Kau telah mekar sempurna seindah Swarganiloka
Matamu menyayu mendung menyimpan hujan
Kumbang terbang melihat ular berbisa di tangkai mahkotamu
Hingga pelangi itu muncul di matamu: Bahula namanya
Sekalipun itu hanya daya upaya, Ratnaku begitu terlena
Berbahagialah, Ibu akan menadahkan hujan ini untukmu

Ingatlah Putriku, pelangi sekejap dan melenyap seiring datangnya kemarau
Tetap berdiri menantang matahari, Ibu menunggumu di malam Kajeng Kliwon
Sihirlah dia agar kembali ke duniamu atau hancurkan dunianya
Dengan mantra aji sakti kita menari memuja Durga
Ibu akan mengajarimu

Devania Pury, Februari 2016
Pertama kali ditulis: 27/1/14
Pernah diikutsertakan Galeri Puisi PEDAS 052 tema: sihir
Terinspirasi dari kisah Calonarang

***

Ulasan Umum:


"Begitu dihadapkan pada tema sihir, para penyair PEDAS seperti tersihir untuk membuat puisi yang sebagian besar berkaitan ihwal klenik, ritual, dan sejenisnya. Tidak salah, tapi pada ke mana imajinasi? Tak adakah kata yang dapat menyihir pembaca selain kata 'sihir' itu sendiri?" Begitu komentar Uda Rizadian Adha tentang puisi-puisi dalam edisi ini.

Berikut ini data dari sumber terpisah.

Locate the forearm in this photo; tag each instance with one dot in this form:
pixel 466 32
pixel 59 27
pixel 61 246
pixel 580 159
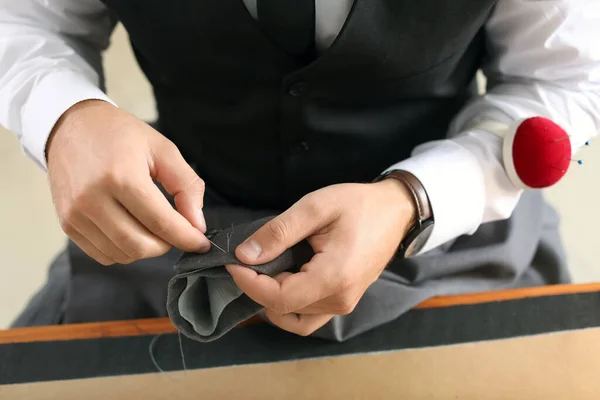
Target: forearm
pixel 543 64
pixel 50 60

Namun, tak bisa dimungkiri, imajinasi beberapa peserta yang mengaitkan tema ini ke mantra-mantra dalam tradisi budaya maupun legenda lokal, sangatlah menarik. Terlihat bahwa si penulis tidak asal membuat puisi tetapi juga berusaha mencari referensi, memilih diksi yang tepat, dan memberikan penjelasan lewat catatan kaki, sehingga pembaca yang buta akan tradisi/legenda yang dimaksud bisa ikut menikmati puisi tersebut. Meskipun, memang, untuk membacanya jadi sedikit ribet, hehe....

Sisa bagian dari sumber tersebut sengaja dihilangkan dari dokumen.